吉村家は屋号を「丹後屋」と称し、1872年(明治5年)頃に創業を開始した老舗の機業家である。明治後期から大正期の3・4代目の吉村伊助の時代に大きく躍進し、「縮緬王」とうたわれた。なかでも、4代目伊助は峰山町長や丹後織物商組合長を兼任、上水道の建設や峰山地域への鉄道の開通など公共事業の発展に尽力し、地域産業の発展と近代化に影響を与えた[210]。
桜山荘は、1919年(大正8年)、4代目伊助が人材の養成と社会救済を目的として設立した吉村財団の活動拠点として、山を切り開いて建築した別荘で、「財団の発足、郷土振興ひいては国策等、重要な画策の多くも、ここで行われた」と伝えられる[211]。

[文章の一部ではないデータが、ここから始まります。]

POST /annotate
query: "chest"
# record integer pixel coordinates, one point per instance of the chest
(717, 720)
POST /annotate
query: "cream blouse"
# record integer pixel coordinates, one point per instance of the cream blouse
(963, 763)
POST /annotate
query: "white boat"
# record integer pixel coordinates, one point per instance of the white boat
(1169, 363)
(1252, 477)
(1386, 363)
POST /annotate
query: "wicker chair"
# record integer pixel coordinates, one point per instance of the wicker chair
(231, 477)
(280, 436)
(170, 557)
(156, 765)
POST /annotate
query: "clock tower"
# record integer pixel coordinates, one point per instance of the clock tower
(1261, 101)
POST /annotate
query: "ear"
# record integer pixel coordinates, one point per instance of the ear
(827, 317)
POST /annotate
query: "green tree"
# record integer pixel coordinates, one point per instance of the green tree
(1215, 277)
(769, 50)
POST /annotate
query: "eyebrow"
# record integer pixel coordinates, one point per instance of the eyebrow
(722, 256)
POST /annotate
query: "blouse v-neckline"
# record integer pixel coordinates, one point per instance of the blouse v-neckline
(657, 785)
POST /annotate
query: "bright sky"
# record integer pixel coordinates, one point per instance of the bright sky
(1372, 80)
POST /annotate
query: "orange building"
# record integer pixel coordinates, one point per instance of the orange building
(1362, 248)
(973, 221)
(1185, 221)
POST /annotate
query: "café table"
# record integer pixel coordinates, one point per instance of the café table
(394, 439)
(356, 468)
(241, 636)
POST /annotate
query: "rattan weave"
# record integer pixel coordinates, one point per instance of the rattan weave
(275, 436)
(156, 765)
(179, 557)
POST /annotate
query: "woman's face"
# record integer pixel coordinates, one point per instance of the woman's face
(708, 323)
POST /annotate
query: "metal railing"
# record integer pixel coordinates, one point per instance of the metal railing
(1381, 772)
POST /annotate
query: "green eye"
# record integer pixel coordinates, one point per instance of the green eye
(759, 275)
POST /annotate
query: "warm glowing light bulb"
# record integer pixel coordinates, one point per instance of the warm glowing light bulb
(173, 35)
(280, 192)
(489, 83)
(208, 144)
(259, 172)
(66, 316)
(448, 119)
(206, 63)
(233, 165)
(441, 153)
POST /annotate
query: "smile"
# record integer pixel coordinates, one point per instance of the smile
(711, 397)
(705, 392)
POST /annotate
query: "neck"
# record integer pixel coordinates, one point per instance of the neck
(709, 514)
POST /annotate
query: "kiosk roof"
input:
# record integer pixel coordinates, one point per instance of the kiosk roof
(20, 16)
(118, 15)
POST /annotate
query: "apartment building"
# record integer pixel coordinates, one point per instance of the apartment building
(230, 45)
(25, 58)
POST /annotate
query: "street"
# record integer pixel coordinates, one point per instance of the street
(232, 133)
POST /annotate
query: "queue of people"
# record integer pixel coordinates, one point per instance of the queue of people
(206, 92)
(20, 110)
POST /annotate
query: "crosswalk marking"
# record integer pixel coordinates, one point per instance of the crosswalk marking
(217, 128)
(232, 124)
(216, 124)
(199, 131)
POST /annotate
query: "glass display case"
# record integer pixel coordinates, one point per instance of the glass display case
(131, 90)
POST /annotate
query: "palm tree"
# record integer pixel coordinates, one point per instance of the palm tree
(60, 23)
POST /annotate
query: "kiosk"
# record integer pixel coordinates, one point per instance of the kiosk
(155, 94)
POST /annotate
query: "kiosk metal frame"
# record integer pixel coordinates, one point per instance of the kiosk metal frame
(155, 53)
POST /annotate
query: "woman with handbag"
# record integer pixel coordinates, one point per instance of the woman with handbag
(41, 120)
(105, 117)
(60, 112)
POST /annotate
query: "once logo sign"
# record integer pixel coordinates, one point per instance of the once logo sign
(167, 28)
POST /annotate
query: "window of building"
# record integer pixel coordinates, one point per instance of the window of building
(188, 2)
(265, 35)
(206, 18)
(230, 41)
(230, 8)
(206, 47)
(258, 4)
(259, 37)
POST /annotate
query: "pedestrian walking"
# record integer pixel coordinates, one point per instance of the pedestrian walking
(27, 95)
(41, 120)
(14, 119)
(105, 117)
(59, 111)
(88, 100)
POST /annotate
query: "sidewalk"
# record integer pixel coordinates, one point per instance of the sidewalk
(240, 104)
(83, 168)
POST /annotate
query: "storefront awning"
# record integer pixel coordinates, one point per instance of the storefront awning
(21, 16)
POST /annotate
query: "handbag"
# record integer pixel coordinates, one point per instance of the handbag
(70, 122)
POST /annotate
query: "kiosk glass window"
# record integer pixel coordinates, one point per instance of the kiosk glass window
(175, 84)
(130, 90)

1930年(昭和5年)頃に当地を訪れたとみられる与謝野鉄幹・晶子夫妻も立ち寄り、書画を残している[212][注 37]。
建物は京都の大工・山田七蔵の手によるもので、書院造りと数寄屋造りが融合した独特な外観が特徴的である[212]。周囲の山並みを借景とする庭園は、同じく京都から招かれた造園師・本井庄五郎の手によるものである[211]。桜山荘は、職人の高度な技術と上質な材料を見ることができる近代和風建築として評価され、現在も創建当時とほぼ変わらない姿で維持されている。峰山町内に壊滅的な被害をもたらした北丹後地震にも耐えたことから、大工の山田七蔵は震災後の吉村家本宅の再建でも請われて腕を振るっている[212]。なお、桜山荘は現在非公開となっている。